BMC Bioinformatics (Jan 2006)
preAssemble: a tool for automatic sequencer trace data processing
Abstract
Abstract Background Trace or chromatogram files (raw data) are produced by automatic nucleic acid sequencing equipment or sequencers. Each file contains information which can be interpreted by specialised software to reveal the sequence (base calling). This is done by the sequencer proprietary software or publicly available programs. Depending on the size of a sequencing project the number of trace files can vary from just a few to thousands of files. Sequencing quality assessment on various criteria is important at the stage preceding clustering and contig assembly. Two major publicly available packages – Phred and Staden are used by preAssemble to perform sequence quality processing. Results The preAssemble pre-assembly sequence processing pipeline has been developed for small to large scale automatic processing of DNA sequencer chromatogram (trace) data.
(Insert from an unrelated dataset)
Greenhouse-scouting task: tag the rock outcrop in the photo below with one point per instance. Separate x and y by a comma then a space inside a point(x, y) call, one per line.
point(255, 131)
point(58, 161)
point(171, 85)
The Staden Package Pregap4 module and base-calling program Phred are utilized in the pipeline, which produces detailed and self-explanatory output that can be displayed with a web browser. preAssemble can be used successfully with very little previous experience, however options for parameter tuning are provided for advanced users. preAssemble runs under UNIX and LINUX operating systems. It is available for downloading and will run as stand-alone software. It can also be accessed on the Norwegian Salmon Genome Project web site where preAssemble jobs can be run on the project server. Conclusion preAssemble is a tool allowing to perform quality assessment of sequences generated by automatic sequencing equipment. preAssemble is flexible since both interactive jobs on the preAssemble server and the stand alone downloadable version are available. Virtually no previous experience is necessary to run a default preAssemble job, on the other hand options for parameter tuning are provided. Consequently preAssemble can be used as efficiently for just several trace files as for large scale sequence processing.